O desfecho primário do estudo foi constituído de eventos renais adversos maiores dentro de 30 dias, definidos como morte, nova terapia de reposição renal ou disfunção renal persistente (uma duplicação da creatinina em relação ao início do estudo) nos 30 dias após a administração e antes da alta hospitalar.

Os pacientes que receberam cristaloloides tiveram menor probabilidade de ter o desfecho primário do que aqueles que receberam solução salina (14,3% em relação a 15,4%, odds ratio, OR, ajustada = 0,90; P = 0,04). E houve menos mortes no hospital no grupo de cristaloide do que no grupo de salina (10,3% em relação a 11,1%, OR ajustada = 0,90; P = 0,06).

"Os resultados mostram que pacientes usando cristaloides balanceados tiveram uma redução absoluta de 1,1% em morte, nova terapia de reposição renal ou disfunção renal persistente", relatou o Dr. Semler.

Isso se traduziu em um número necessário para tratar de 94 pessoas, o que significa que mudar de solução salina para cristaloide preveniria que um paciente tivesse morte, nova terapia de reposição renal ou disfunção renal persistente a cada 94 pacientes tratados.

"Entre os pacientes com sepse, a mortalidade hospitalar foi de 25,2% com cristaloides balanceados e 29,4% com solução salina", disse Dr. Semler ao Medscape.

 
Vimos os mesmos resultados em pacientes com quadros moderados até quadros extremamente graves.
 

Um segundo estudo com uma metodologia semelhante à do SMART avaliou 13.347 pacientes que não estavam em estado crítico e que foram atendidos no pronto-socorro no mesmo centro acadêmico.

Assim como no SMART, os pacientes que receberam cristaloides balanceados tiveram probabilidade menor de ter o desfecho primário do que os que receberam soro fisiológico (4,7% em relação a 5,6%, OR ajustada = 0,82; P = 0,01).

"A diferença foi de cerca de 1% em ambos estudos", disse o Dr. Wesley Self, da Vanderbilt University, que foi pesquisador principal no segundo estudo.

"Nós observamos os mesmos resultados em pacientes com quadros leves até pacientes muito graves", explicou, o que é uma das razões pelas quais os resultados têm amplas implicações.

Esses resultados realmente enfatizam a importância de usar métodos científicos rigorosos para estudar as coisas que incorporamos à clínica sem critérios rigorosos, explicou o Dr. Self.

"Isso é algo que realmente nunca havíamos conseguido detectar antes, com toda a agitação da prática clínica".

 
É um impacto fenomenal com uma solução de baixa tecnologia.
 

"Este é um estudo clínico muito bem planejado", disse o Dr. Ben deBoisblanc, da Louisiana State University, em Nova Orleans, após a apresentação. "É isso que precisamos fazer para responder av algumas questões clínicas fundamentais".

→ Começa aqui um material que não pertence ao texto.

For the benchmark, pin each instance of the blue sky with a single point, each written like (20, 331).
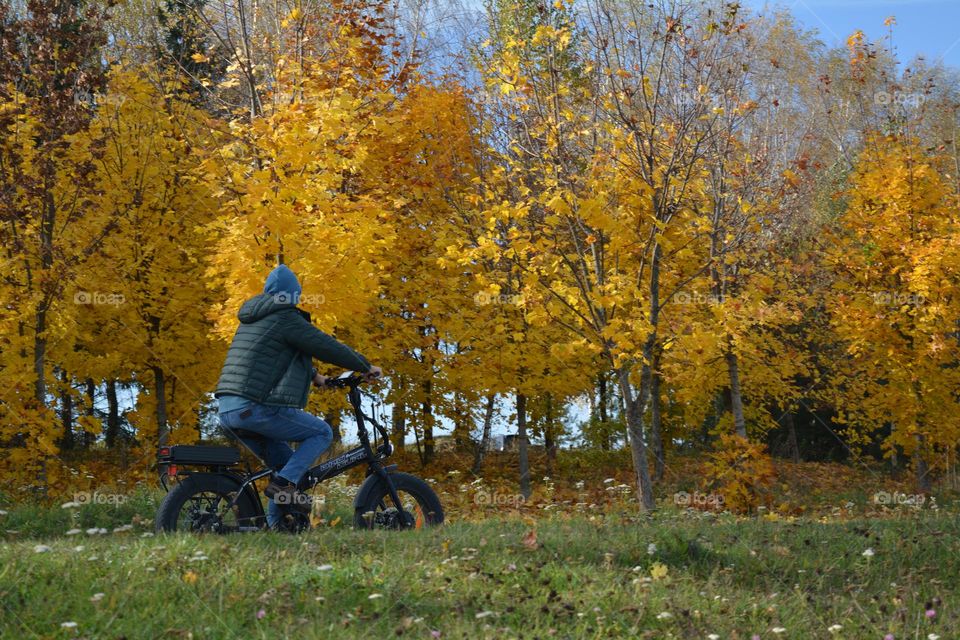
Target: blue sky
(928, 27)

"Eu acho que o efeito desse estudo está sendo subestimado. É um número pequeno – 1% – mas é barato", disse ele. "É um impacto fenomenal com uma solução de baixa tecnologia".

Economia financeira em longo prazo

"O estudo contribui para o crescente corpo de informação que temos sobre o uso de cristaloides balanceados na ressuscitação na sala de emergência e em pacientes criticamente doentes", disse o Dr. Charles Weber, da University of Wisconsin–Madison.

Dados anteriores forneceram à comunidade médica sugestões, mas "este é mais definitivo, e provavelmente mudará a conduta", disse ele ao Medscape. "É um daqueles estudos que nos faz balançar a cabeça e dizer: 'Finalmente!'"

"Tradicionalmente, sempre usamos solução salina; é um reflexo, não algo em que você pensa", explicou o Dr. Weber. "As pessoas terão de reavaliar".

Cristaloides balanceados são ligeiramente mais caros, mas, no longo prazo, muito mais dinheiro será economizado com a troca, destacou ele. Por exemplo, em pacientes sépticos, destacados pelos pesquisadores como um grupo particularmente suscetível à solução salina, "pode-se evitar a necessidade de terapia de reposição renal e, em última análise, salvar algumas vidas. Isso definitivamente será custo-efetivo em longo prazo", observou ele.

É interessante com que frequência há uma conduta que tem sido o padrão de prática há décadas, mesmo que nunca tenha sido provada como terapia ideal, destacou ele. "Este é o caso com solução salina normal".

Os doutores Semler, Self, deBoisblanc e Weber não declararam relações financeiras relevantes.

CHEST 2017: American College of Chest Physicians Annual Meeting: Sessão 4062. Apresentado em 31 de outubro de 2017.